Installing the NVIDIA GPU Operator

Note

If you are installing the NVIDIA GPU Operator on OpenShift <4.9.9 ensure you have enabled a Cluster-wide entitlement. For more information see broken driver toolkit.

With the Node Feature Discovery Operator installed you can continue with the final step and install the NVIDIA GPU Operator.

As a cluster administrator, you can install the NVIDIA GPU Operator using the OpenShift Container Platform CLI or the web console.

Installing the NVIDIA GPU Operator by using the web console

  1. In the OpenShift Container Platform web console from the side menu, navigate to Operators > OperatorHub and select All Projects.

  2. In Operators > OperatorHub, search for the NVIDIA GPU Operator. For additional information see the Red Hat OpenShift Container Platform documentation.
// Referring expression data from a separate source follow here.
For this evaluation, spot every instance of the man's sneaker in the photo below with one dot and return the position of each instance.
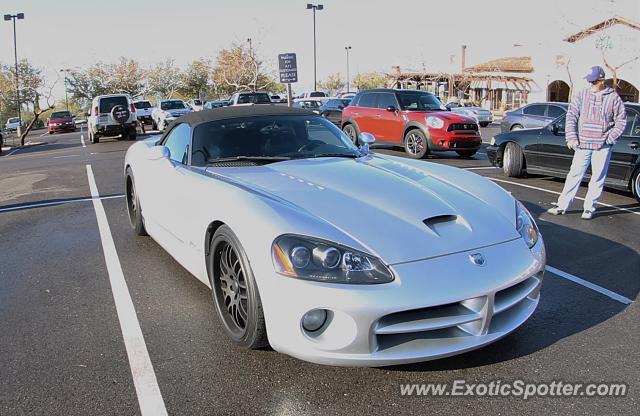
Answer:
(587, 215)
(555, 211)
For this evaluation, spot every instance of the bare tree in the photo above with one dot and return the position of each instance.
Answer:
(604, 44)
(239, 70)
(164, 79)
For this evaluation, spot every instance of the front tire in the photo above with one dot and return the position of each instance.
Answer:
(513, 160)
(415, 144)
(234, 290)
(635, 185)
(133, 205)
(351, 132)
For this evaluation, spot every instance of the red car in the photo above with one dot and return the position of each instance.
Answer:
(415, 120)
(60, 121)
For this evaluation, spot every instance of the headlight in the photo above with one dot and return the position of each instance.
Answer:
(435, 122)
(323, 261)
(525, 225)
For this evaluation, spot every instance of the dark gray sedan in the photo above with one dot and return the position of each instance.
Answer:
(532, 116)
(544, 151)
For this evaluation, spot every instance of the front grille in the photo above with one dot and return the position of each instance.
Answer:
(468, 318)
(462, 127)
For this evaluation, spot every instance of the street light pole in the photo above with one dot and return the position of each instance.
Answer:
(314, 7)
(13, 17)
(348, 48)
(66, 96)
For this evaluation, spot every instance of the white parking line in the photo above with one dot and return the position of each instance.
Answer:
(482, 168)
(13, 151)
(52, 203)
(144, 378)
(558, 193)
(592, 286)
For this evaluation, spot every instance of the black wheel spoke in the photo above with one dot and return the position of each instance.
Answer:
(232, 287)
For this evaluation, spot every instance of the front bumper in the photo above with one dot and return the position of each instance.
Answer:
(114, 129)
(62, 127)
(434, 308)
(492, 155)
(455, 142)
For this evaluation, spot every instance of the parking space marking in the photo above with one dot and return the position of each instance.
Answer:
(558, 193)
(144, 377)
(592, 286)
(481, 168)
(57, 202)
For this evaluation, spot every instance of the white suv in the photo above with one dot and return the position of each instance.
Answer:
(112, 115)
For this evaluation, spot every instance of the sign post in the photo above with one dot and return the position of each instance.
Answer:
(288, 68)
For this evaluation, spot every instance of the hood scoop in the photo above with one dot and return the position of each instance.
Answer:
(447, 225)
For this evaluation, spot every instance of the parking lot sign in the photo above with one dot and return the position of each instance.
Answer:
(288, 68)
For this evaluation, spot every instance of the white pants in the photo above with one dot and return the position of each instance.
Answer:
(599, 160)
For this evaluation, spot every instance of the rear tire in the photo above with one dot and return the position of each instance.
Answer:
(133, 205)
(466, 153)
(512, 160)
(415, 144)
(234, 290)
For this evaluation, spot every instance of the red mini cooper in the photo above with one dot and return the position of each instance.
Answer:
(415, 120)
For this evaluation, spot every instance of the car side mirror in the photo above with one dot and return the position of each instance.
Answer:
(366, 139)
(158, 152)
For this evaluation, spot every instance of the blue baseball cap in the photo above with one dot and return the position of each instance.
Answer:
(596, 73)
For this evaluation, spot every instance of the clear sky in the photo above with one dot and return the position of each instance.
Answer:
(410, 33)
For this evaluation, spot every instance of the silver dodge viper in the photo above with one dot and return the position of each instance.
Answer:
(327, 251)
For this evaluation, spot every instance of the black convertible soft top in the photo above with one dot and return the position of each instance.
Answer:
(224, 113)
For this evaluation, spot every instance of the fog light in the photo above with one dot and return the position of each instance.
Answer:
(313, 320)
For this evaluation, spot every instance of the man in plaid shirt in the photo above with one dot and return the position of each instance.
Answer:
(595, 119)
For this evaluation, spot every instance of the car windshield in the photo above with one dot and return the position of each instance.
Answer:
(420, 102)
(259, 98)
(172, 105)
(60, 114)
(107, 103)
(271, 138)
(308, 104)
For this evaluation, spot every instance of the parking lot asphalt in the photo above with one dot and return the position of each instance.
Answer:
(62, 349)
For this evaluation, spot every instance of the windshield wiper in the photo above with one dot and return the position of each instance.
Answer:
(347, 155)
(250, 158)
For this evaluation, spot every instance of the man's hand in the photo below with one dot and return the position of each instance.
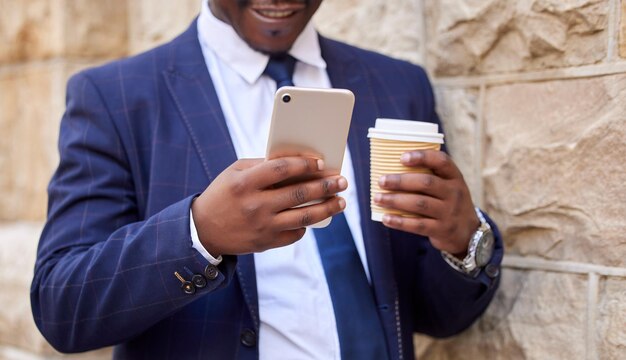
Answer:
(441, 200)
(243, 210)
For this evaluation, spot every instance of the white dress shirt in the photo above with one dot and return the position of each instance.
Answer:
(296, 312)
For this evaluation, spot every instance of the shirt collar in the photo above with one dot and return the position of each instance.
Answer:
(222, 39)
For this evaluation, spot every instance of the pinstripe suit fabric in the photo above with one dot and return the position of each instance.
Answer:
(139, 139)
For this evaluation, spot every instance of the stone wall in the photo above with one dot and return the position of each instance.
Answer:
(533, 97)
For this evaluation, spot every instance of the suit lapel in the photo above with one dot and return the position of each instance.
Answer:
(345, 71)
(191, 88)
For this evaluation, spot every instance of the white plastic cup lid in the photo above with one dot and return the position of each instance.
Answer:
(406, 126)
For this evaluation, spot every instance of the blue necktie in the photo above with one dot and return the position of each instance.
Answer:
(280, 68)
(361, 335)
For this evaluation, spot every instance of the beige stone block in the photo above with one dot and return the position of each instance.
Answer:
(95, 29)
(393, 27)
(18, 244)
(611, 336)
(534, 315)
(458, 110)
(554, 177)
(470, 37)
(622, 31)
(32, 103)
(29, 30)
(156, 21)
(43, 29)
(19, 336)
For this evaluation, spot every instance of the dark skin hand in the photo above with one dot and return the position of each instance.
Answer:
(243, 211)
(441, 199)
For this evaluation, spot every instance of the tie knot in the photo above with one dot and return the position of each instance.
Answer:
(280, 69)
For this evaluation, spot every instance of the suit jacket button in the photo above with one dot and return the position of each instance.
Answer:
(492, 270)
(188, 288)
(211, 272)
(248, 338)
(199, 281)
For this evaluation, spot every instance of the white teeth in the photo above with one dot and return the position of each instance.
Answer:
(276, 14)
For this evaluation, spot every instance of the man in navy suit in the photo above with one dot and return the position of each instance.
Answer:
(168, 237)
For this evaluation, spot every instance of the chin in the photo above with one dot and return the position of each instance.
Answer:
(271, 46)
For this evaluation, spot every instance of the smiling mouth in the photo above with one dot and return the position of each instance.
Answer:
(279, 11)
(275, 14)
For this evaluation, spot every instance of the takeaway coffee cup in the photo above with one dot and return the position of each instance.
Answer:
(389, 139)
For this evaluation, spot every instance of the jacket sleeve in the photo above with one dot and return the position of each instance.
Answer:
(104, 273)
(446, 301)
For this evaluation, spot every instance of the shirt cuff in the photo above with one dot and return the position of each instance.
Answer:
(195, 240)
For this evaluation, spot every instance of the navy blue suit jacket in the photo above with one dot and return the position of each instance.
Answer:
(140, 138)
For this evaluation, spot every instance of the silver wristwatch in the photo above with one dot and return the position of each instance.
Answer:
(479, 250)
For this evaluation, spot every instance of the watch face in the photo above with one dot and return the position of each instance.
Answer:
(485, 248)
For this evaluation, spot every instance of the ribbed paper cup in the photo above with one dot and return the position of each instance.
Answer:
(389, 139)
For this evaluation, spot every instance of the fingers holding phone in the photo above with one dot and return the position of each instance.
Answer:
(243, 210)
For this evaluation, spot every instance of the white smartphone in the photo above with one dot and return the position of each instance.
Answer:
(311, 122)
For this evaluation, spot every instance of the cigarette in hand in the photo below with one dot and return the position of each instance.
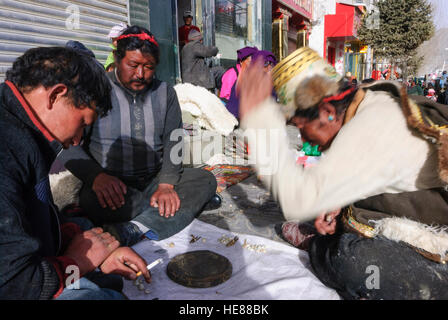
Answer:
(150, 266)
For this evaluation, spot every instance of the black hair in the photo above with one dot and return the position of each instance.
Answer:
(134, 43)
(339, 105)
(86, 81)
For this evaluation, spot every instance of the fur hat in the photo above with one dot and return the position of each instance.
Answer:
(303, 79)
(313, 89)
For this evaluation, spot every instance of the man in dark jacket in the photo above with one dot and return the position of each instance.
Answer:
(131, 160)
(194, 67)
(49, 96)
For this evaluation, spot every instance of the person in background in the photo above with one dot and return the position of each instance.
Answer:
(134, 185)
(113, 35)
(229, 78)
(269, 61)
(443, 79)
(184, 30)
(194, 67)
(431, 94)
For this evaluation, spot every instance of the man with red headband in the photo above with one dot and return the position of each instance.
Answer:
(130, 163)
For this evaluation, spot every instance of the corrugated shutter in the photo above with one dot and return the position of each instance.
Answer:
(25, 24)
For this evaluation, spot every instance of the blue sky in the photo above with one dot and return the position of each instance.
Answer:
(440, 13)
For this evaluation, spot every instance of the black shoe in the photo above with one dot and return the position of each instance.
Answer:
(213, 203)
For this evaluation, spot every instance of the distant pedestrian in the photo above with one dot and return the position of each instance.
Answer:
(194, 67)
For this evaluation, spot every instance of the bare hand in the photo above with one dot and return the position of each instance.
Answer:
(166, 199)
(90, 248)
(109, 190)
(126, 262)
(254, 86)
(326, 223)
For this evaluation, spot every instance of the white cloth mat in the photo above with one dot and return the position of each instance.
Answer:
(281, 273)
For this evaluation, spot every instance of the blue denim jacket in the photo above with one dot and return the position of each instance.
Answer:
(29, 226)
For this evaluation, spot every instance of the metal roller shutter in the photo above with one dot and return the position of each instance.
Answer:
(25, 24)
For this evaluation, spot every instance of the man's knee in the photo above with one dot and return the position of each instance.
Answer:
(202, 179)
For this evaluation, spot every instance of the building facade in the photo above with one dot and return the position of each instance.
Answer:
(28, 24)
(227, 24)
(334, 36)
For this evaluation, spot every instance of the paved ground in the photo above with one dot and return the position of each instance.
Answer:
(249, 208)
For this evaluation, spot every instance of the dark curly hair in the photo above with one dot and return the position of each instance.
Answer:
(86, 81)
(134, 43)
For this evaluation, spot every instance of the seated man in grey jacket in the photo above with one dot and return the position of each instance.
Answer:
(194, 67)
(134, 183)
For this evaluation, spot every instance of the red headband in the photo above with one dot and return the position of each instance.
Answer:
(142, 36)
(340, 96)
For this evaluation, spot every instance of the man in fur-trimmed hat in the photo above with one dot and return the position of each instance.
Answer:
(385, 165)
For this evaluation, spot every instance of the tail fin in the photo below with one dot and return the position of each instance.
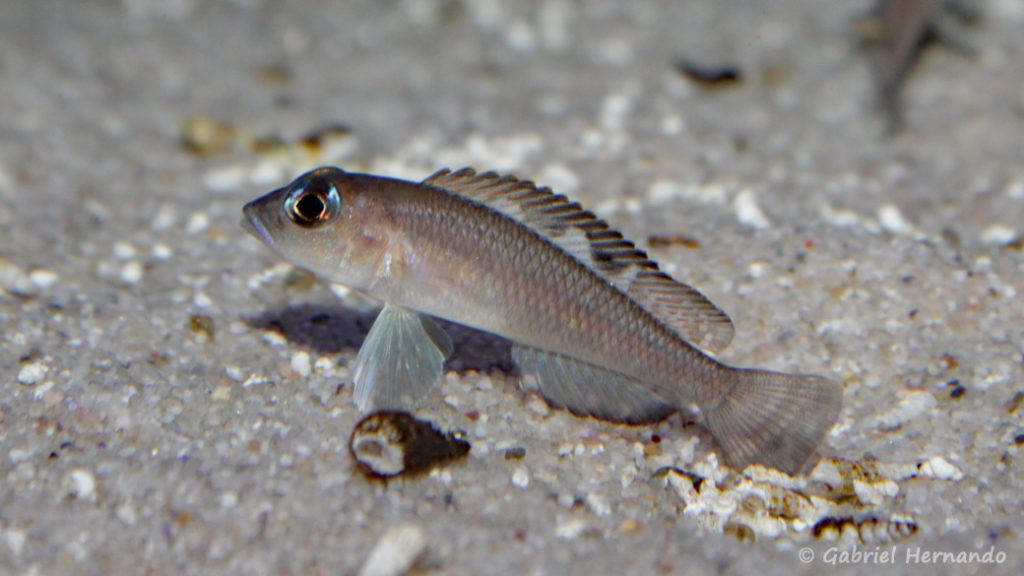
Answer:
(774, 419)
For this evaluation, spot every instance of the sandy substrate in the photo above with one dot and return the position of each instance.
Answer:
(175, 400)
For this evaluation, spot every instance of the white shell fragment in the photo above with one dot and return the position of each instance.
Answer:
(837, 502)
(390, 443)
(396, 552)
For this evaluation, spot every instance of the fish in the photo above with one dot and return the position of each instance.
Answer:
(596, 327)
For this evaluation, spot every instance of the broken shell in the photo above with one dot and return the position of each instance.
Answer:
(390, 443)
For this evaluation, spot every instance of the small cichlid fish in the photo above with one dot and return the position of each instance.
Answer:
(596, 327)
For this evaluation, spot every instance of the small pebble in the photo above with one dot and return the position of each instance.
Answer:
(940, 468)
(198, 222)
(31, 374)
(132, 272)
(520, 478)
(748, 211)
(43, 279)
(396, 552)
(301, 364)
(515, 453)
(81, 484)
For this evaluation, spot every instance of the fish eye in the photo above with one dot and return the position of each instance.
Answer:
(312, 203)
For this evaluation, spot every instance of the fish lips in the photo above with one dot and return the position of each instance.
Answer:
(254, 224)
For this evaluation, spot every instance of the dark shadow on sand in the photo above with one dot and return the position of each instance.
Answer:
(333, 329)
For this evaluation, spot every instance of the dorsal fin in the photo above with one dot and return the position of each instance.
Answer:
(593, 243)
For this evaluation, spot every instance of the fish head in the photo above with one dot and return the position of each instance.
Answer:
(323, 221)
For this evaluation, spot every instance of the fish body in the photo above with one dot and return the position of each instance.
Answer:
(596, 327)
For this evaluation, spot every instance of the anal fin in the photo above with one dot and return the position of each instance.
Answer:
(587, 389)
(400, 360)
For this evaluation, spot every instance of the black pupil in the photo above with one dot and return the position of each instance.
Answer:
(310, 206)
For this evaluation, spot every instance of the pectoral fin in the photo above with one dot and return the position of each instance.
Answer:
(587, 389)
(400, 360)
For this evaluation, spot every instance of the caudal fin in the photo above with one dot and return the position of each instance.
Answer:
(774, 419)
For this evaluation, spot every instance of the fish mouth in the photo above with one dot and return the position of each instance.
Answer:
(252, 223)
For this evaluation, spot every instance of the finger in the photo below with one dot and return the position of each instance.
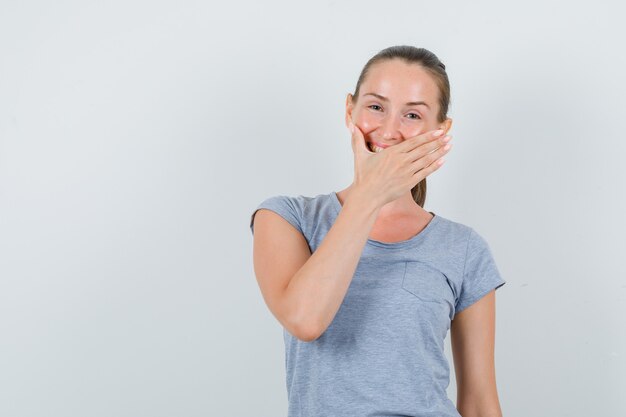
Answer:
(426, 171)
(430, 147)
(418, 140)
(431, 157)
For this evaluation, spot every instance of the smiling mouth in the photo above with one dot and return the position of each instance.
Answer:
(373, 148)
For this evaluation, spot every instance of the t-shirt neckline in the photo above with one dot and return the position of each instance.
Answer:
(403, 243)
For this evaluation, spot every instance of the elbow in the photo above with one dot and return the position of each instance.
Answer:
(306, 331)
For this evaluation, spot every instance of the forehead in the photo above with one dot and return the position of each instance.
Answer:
(399, 80)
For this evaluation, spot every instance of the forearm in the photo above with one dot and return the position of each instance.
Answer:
(319, 287)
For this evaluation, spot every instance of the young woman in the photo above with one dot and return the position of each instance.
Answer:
(365, 282)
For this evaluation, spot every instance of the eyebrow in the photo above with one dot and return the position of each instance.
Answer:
(410, 103)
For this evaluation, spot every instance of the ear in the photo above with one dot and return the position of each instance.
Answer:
(446, 125)
(349, 107)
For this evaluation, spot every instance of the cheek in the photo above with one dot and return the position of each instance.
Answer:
(368, 121)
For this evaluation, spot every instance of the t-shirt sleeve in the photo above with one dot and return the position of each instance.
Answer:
(284, 206)
(480, 274)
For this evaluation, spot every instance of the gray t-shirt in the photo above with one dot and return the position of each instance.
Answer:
(383, 353)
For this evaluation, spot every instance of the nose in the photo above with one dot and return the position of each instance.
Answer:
(390, 129)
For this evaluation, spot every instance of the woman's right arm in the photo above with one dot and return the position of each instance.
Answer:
(302, 290)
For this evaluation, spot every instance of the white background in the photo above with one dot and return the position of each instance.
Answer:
(136, 138)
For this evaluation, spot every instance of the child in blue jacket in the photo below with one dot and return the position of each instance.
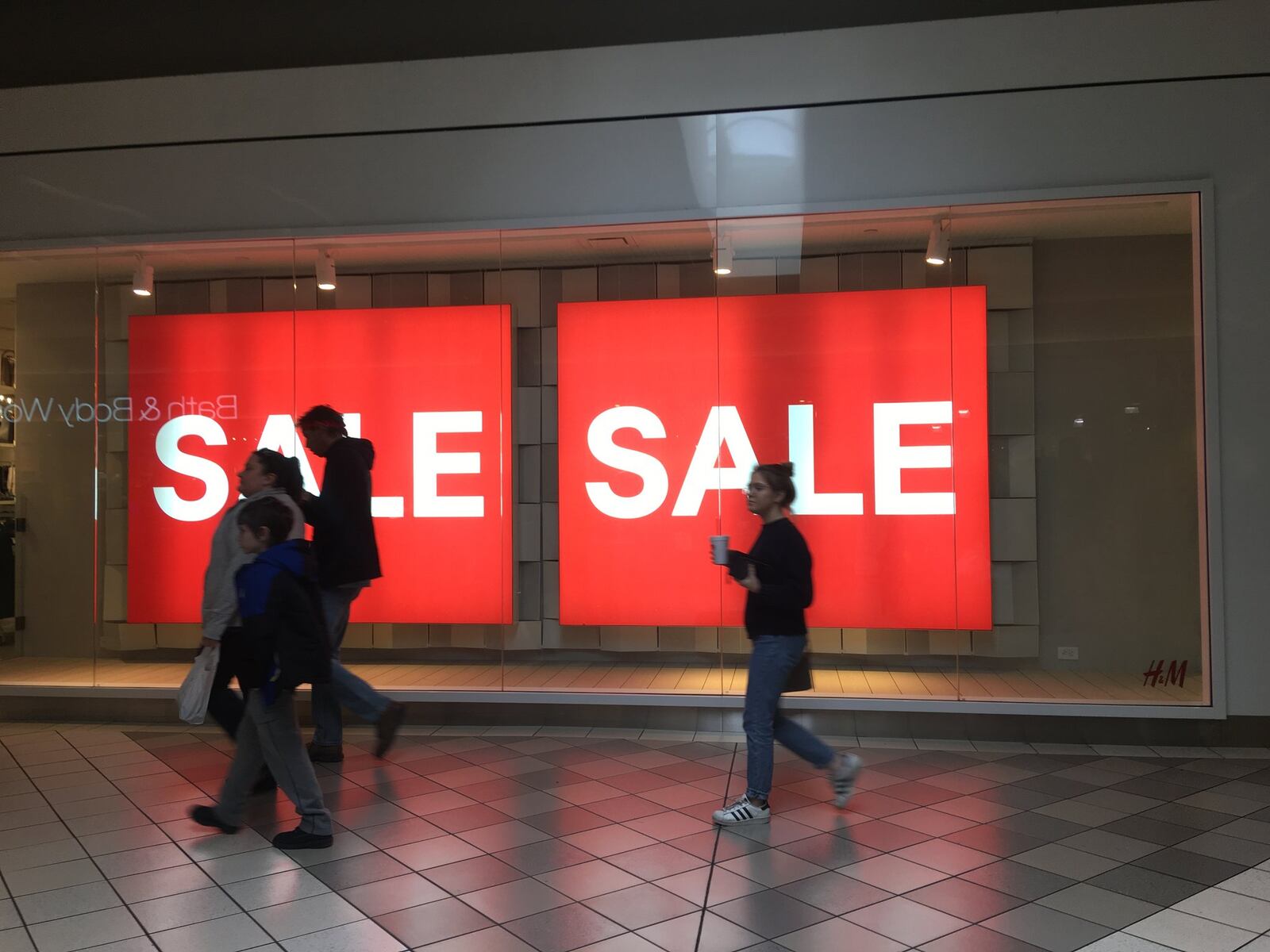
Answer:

  3. Select the NVIDIA GPU Operator, click Install. In the subsequent screen click Install.

Note

Here, you can select the namespace where you want to deploy the GPU Operator. The suggested namespace to use is the nvidia-gpu-operator. You can choose any existing namespace or create a new namespace under Select a Namespace.

If you install in any other namespace other than nvidia-gpu-operator, the GPU Operator will not automatically enable namespace monitoring, and metrics and alerts will not be collected by Prometheus. If only trusted operators are installed in this namespace, you can manually enable namespace monitoring with this command:

$ oc label ns/$NAMESPACE_NAME openshift.io/cluster-monitoring=true

Proceed to Create the cluster policy for the NVIDIA GPU Operator.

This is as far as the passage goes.